Yan Harris is VERY EXCITED.

Well, of course she is. It’s summer, she’s got over her depression and she’s in London for a week with her BFF Chelsea. After seventeen years in a sleepy village where everybody just knows them as The Chinese One and The Brainy One… life is calling.

It’s a pretty cool prospect… if Chel can stop worrying about online discourse in the Nordhelm TV fandom long enough to enjoy it. Chelsea’s worried about Yan, too, to Yan’s annoyance.

Barely sleeping, barely eating, getting increasingly gobby, having an – ahem – close encounter in a toilet, giving a Tory MP a good kick in the shins, and running around kind of literally screaming…. well, it’s all just good summer fun, isn’t it?

Isn’t it?

In the desperate battle of Yan vs. bipolar disorder, does the poor disease really stand a chance?

I received a complimentary copy of this book from Zuntold.
Opinions expressed in this review are completely my own.

“My brain feels like it’s turning inside out; the world is a dense, burning, glittering transparency.”

It’s Mental Health Awareness Week this week so now seems like the perfect time to read the newly-released Rapids by Anna Bowles. Written by an own voices author, this YA contemporary explores the hypomania of Bipolar II. This aspect of the illness is not featured in fiction very often so it’s both refreshing and educational to read. 

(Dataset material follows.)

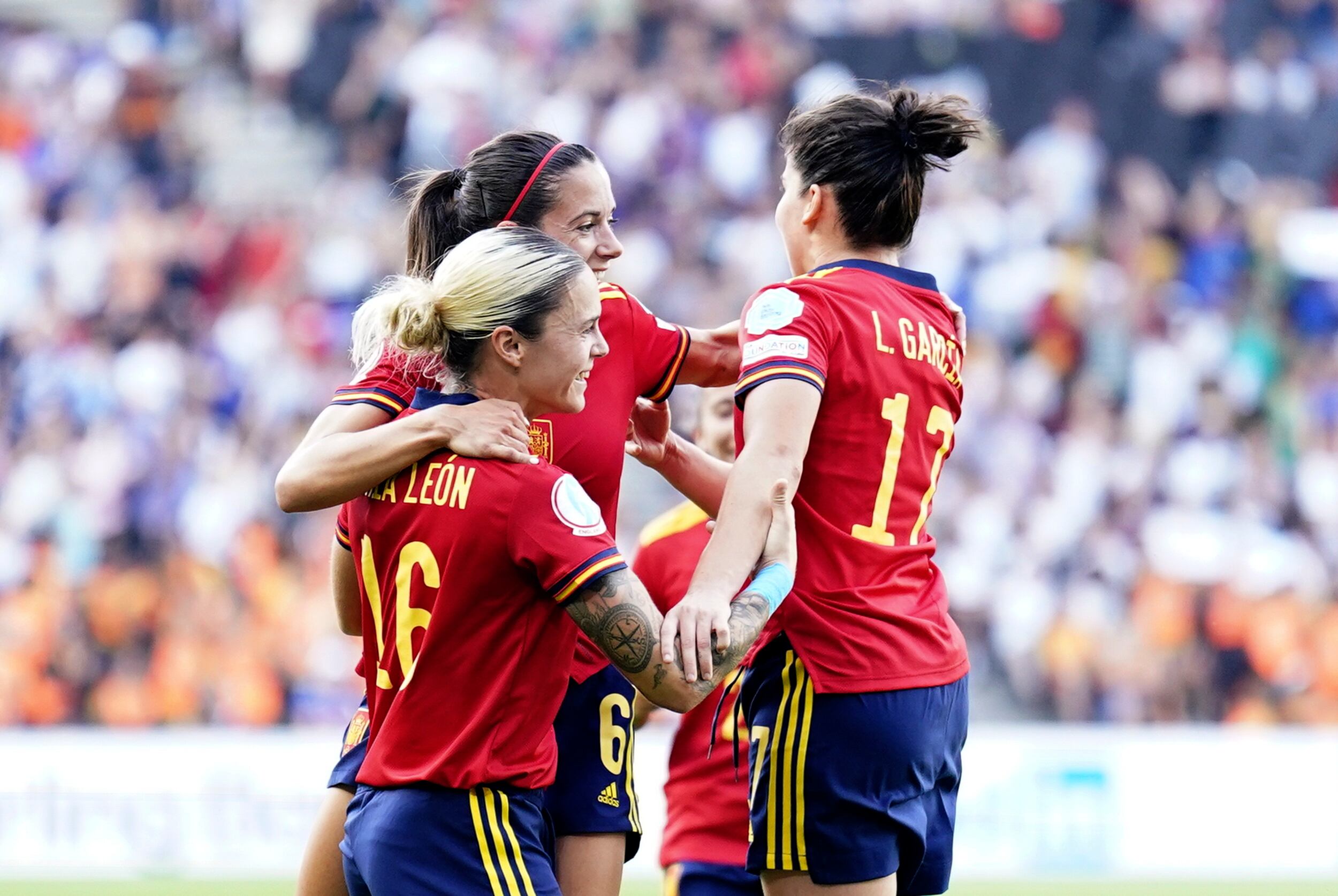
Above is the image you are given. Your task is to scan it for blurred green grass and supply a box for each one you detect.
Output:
[0,880,1338,896]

Seventeen-year-old protagonist Yan is half-Chinese and finally spending a week in London with her best friend Chelsea touring potential universities. Flashbacks taking place two months prior detail Yan’s depression and suicidal ideation. Now everything is perfect and Yan is desperate to experience all that London offers. However, her behaviour begins to worry Chelsea as she begins to spiral out of control.

“All summer I’ve been feeling more and more alive. There’s a smooth, swift river running through my soul. Sometimes I think I could melt into it, burn up in the joy.”

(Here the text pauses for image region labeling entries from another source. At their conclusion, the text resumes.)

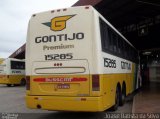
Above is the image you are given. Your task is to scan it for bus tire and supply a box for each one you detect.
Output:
[7,84,11,87]
[119,84,126,106]
[111,86,120,111]
[20,79,26,86]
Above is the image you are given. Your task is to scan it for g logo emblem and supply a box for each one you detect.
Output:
[51,15,75,31]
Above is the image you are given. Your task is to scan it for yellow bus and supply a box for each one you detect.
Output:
[0,58,26,87]
[26,6,140,112]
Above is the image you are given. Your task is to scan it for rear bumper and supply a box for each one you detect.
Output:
[26,96,104,112]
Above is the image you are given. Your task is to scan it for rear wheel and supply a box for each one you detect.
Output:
[111,87,120,111]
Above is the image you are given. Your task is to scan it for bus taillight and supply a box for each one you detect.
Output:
[26,76,30,90]
[92,75,100,91]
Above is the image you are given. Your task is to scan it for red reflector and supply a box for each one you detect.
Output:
[81,98,87,101]
[85,6,89,9]
[26,76,30,90]
[63,9,67,11]
[92,75,100,91]
[33,77,87,82]
[51,10,54,13]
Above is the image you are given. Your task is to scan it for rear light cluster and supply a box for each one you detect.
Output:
[92,75,100,91]
[26,76,30,90]
[51,9,67,13]
[54,63,62,66]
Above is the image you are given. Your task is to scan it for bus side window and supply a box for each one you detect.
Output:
[99,18,110,52]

This was an exhausting book to read as it portrayed Yan’s hypomania so vividly. Yan isn’t always likeable but it’s clear she needs medical intervention and it’s heartbreaking to witness her go without it for so long. As the book notes though, would we recognise these symptoms for what they are with only the usual limited knowledge of Bipolar II? 

Alongside Yan’s deteriorating mental health, the narrative also explores family as Yan searches for her dad who she suspects also has a mental illness. Her yearning for some sort of connection and understanding is visceral at times. The author highlights how NHS cuts have affected mental health services especially in the countryside and the catastrophic damage this can have on vulnerable people. And alongside the mental health aspect is a discussion about fandom and its advantages and disadvantages. Rapids is an emotional and raw exploration of hypomania that deserves a place in every school library.